We take our LF camera, say a 5x4 with 180mm lens, and our less-discerning friend Jim takes his 35mm camera with 50mm lens. We both point our cameras at a distant scene, and both cameras take substantially the same angle-of-view (46 degrees diagonal). Now we both shoot something a bit closer, say, 5 metres distance, and the same thing applies. Our lens extensions are in proportion to their focal lengths, and we each get a slightly smaller coverage angle of our subject than before, but we both get more-or-less the same image.

Now we decide to do some macro work at 1:1. Both our lenses have been extended by one full focal length, and again everything is in proportion. But now, the first day issue commemorative postage stamp that we're shooting nearly fills Jim's frame from corner to corner, while we're left with, well, a postage stamp size image in the middle of the frame.

I know that by definition 1:1 is life size, and it'll take a 5x4 size subject to fill my LF ground glass screen, but both myself and Jim have done everything in proportion, and he's ended up with one angle of view, and I've ended up with a much wider one. Why? I've puzzled over this and can't see where the discrepency creeps in. I think it's a geometrists conspiracy against us Large Format users.

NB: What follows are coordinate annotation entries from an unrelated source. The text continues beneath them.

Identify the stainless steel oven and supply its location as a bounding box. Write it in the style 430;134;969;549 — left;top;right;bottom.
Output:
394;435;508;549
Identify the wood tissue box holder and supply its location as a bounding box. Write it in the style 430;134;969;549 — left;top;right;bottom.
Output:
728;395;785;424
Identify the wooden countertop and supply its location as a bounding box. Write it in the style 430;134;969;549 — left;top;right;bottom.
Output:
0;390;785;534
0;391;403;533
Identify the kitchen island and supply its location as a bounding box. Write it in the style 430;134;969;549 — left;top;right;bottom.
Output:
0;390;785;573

-- Pete Andrews (p.l.andrews@bham.ac.uk), June 08, 2000

Answers

Sorry, I should have said field-of-view in that last paragraph, not angle-of-view.

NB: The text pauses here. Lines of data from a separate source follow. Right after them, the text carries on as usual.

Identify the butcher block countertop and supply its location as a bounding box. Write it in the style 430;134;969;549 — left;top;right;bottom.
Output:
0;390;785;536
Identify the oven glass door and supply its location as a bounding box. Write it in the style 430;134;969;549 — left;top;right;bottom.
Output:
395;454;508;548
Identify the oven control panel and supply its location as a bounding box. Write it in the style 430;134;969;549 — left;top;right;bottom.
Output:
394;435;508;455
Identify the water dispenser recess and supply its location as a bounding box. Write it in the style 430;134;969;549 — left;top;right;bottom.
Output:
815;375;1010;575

-- Pete Andrews (p.l.andrews@bham.ac.uk), June 08, 2000.

Less-discerning Jim's 50mm lens is going to be much closer to the subject when shooting 1:1 than your 180mm lens, no?

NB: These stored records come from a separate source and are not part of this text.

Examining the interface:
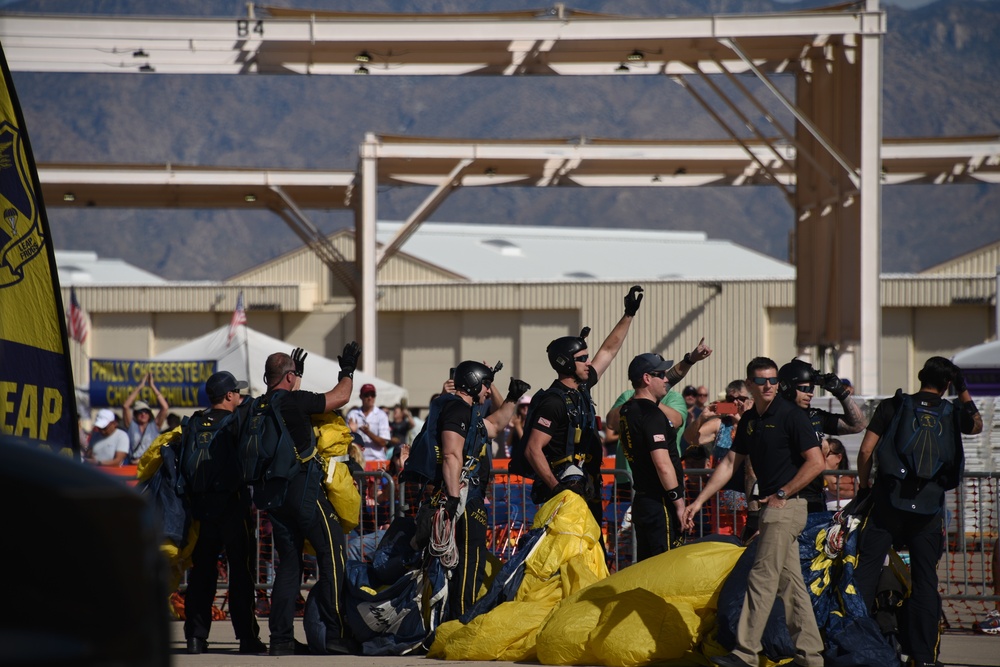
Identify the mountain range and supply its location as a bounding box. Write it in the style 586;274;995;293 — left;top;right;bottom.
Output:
7;0;1000;280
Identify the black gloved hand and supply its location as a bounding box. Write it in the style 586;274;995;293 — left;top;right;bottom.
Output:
740;511;760;544
625;285;642;317
505;378;531;403
292;347;309;377
337;340;361;381
443;496;462;521
951;366;969;394
823;373;851;401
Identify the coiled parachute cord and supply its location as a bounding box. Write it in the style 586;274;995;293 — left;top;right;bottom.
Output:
427;507;461;570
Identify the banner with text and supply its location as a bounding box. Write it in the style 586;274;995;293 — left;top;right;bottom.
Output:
0;43;80;456
90;359;218;413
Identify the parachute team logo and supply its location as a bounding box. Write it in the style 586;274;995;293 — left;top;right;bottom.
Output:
0;121;45;289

-- David Goldfarb (dgoldfarb@barnard.edu), June 08, 2000.

Pete: The image size is the same. If you cut out a 1x1-1/2 section of the 4x5 neg the images should match at 1-1 magnification. The magnification stays constant. The same applies at any magnification. A 90mm lens at infinity is a medium telephoto on a 35mm, it is a wide angle on 4x5. The image size remains the same, the film size is different. Much more magnification is needed to fill the frame of the 4x5. The advantage of 4x5 comes from the negative area. The largest you can go on a stamp size object without cutting part of the image out is basically 1-1. You can move closer with the 4x5 and fill the rame and have a much larger image of the stamp due to the image area. The magnification formula and the area covered formula are different. Hope I haven't confused you as much as I have confused myself.

-- Doug Paramore (dougmary@alanet.com), June 08, 2000.

True David, it's going to be 100mm from the 50mm lens' front node, but the LF lens's 180mm focal length won't allow focussing that close. So there's still a discrepancy.

-- Pete Andrews (p.l.andrews@bham.ac.uk), June 08, 2000.

Err, Pete, life's just like that. David and Doug are both right, but David has the key to your 'paradox': with the 50 mm lens you're closer, so the stamp fills a bigger angle.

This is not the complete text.